A sollecitare lo sblocco dei fondi è stata la Camera Civile di Messina
MESSINA – Verso la soluzione la problematica del patrocinio a spese dello Stato segnalata dall’avvocatura messinese. Molti i legali impegnati con questo tipo di supporto a chi accede alla giustizia ma non ha i fondi che avanzano la copertura delle spese. Una nota pervenuta ieri dal Ministero informa che i fondi per coprire gli arretrati sono in arrivo.
E’ stata la Camera Civile di Messina, tramite la presidente Rosaria Filloramo (in foto) con una nota formale rivolta al Ministro e caldeggiata direttamente anche dal Presidente dell’Unione Nazionale delle Camere Civili Antonio de Notaristefani, a far rilevare il grave problema.

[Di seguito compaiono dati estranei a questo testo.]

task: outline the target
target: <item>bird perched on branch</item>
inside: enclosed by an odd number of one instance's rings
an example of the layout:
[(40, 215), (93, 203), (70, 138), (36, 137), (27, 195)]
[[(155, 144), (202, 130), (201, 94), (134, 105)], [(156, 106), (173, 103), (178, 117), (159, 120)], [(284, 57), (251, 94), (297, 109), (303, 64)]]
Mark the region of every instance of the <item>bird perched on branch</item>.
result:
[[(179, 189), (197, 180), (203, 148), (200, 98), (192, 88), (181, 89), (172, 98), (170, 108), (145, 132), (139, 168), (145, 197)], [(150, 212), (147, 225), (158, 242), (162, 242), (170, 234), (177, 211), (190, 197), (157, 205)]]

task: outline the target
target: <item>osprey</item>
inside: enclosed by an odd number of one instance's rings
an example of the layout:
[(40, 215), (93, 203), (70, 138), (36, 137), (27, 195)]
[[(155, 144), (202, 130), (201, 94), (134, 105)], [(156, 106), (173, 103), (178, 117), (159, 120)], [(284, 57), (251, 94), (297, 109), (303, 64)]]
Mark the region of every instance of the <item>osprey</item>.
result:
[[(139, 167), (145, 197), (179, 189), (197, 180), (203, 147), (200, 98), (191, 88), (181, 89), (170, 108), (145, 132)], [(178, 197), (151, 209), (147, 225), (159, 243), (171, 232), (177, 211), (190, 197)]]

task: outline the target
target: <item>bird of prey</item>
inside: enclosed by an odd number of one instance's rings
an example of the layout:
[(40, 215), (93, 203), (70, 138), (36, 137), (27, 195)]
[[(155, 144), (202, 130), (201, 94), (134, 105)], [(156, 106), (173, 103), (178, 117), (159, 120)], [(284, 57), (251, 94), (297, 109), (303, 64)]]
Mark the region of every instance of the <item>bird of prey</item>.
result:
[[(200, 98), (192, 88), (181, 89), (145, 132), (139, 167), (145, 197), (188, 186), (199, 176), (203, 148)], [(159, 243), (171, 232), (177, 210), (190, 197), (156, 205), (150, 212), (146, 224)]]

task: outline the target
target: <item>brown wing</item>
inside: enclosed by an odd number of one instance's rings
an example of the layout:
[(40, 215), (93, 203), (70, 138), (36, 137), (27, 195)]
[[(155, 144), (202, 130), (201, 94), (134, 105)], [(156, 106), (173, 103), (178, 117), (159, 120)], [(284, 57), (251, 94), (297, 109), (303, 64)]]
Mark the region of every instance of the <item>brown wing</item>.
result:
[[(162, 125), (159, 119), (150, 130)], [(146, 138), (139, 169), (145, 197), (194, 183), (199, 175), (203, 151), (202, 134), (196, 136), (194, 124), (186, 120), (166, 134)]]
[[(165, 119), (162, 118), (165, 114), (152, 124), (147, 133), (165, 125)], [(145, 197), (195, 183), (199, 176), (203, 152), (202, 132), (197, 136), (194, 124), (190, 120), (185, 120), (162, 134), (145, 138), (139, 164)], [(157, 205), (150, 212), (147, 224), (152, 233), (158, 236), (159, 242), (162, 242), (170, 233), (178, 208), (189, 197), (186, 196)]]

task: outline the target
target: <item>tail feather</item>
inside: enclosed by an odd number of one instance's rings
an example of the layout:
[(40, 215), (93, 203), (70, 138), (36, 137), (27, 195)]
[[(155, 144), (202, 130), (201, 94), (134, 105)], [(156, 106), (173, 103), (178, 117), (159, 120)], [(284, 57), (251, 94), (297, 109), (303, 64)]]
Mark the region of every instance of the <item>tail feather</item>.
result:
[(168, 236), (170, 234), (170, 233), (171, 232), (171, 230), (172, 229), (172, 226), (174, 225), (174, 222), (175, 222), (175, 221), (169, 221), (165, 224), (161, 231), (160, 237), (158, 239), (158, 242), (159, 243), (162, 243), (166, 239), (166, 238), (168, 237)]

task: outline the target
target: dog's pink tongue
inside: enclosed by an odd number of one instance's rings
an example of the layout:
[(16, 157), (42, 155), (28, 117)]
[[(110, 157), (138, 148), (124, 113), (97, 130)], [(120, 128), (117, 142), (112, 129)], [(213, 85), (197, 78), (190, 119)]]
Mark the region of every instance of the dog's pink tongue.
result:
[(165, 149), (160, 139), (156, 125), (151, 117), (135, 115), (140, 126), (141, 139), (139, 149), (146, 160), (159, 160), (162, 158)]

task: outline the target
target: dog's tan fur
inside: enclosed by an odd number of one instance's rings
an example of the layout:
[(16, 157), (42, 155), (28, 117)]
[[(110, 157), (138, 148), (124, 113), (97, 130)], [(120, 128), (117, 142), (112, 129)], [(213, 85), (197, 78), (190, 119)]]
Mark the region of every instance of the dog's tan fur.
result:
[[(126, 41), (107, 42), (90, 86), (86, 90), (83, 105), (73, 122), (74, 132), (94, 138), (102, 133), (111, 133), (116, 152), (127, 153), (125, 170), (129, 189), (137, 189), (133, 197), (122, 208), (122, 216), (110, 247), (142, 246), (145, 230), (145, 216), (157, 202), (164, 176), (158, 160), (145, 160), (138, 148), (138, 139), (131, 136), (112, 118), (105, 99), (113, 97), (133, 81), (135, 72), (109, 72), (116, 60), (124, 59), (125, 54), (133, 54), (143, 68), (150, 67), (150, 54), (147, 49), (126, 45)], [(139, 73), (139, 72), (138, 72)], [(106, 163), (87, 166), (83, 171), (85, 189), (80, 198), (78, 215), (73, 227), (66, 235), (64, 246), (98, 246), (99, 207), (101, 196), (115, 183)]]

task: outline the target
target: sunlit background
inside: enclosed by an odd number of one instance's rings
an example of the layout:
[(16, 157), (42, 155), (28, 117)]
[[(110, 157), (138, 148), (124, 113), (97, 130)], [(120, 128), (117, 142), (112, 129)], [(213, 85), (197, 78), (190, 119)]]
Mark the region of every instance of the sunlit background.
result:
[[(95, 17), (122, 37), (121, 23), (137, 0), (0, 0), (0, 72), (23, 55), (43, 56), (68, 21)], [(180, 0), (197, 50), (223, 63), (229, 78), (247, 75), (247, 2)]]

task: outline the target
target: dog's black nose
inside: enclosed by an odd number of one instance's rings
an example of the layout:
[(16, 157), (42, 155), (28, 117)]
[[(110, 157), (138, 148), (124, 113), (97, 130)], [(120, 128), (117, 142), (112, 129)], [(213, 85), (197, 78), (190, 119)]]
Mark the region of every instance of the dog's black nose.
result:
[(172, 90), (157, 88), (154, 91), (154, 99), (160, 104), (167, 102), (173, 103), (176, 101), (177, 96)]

Si tratta, come è noto, di garantire il funzionamento dell’importante istituto a tutela delle classi meno abbienti, che pur di fronte all’esigenza di giustizia, cioè di dovere rivolgersi ad un Tribunale, non dispongono dei fondi necessari al pagamento del difensore.
Come segnalato dall’avvocatura messinese mediante la Camera Civile di Messina i fondi per il pagamento dei difensori non erano stati più erogati dal Ministero della Giustizia dallo scorso mese di luglio, con la conseguenza che sulle fattura impagate dal Ministero occorreva pagare gli oneri fiscali e gli avvocati non erano messi in condizione di assistere i clienti bisognosi.

Come sempre, lo Stato chiede il sacrificio ai cittadini, in questo caso avvocati, che dopo anni di attesa del loro compenso, dovute alle note lungaggini giudiziarie, devono attendere solitamente dai sei mesi a un anno per i pagamenti dei gratuiti patrocini. Il tutto mentre lo Stato incassa le tasse entro e non oltre le scadenze, a pena di iscrizione a ruolo con aggravio del 30 per cento!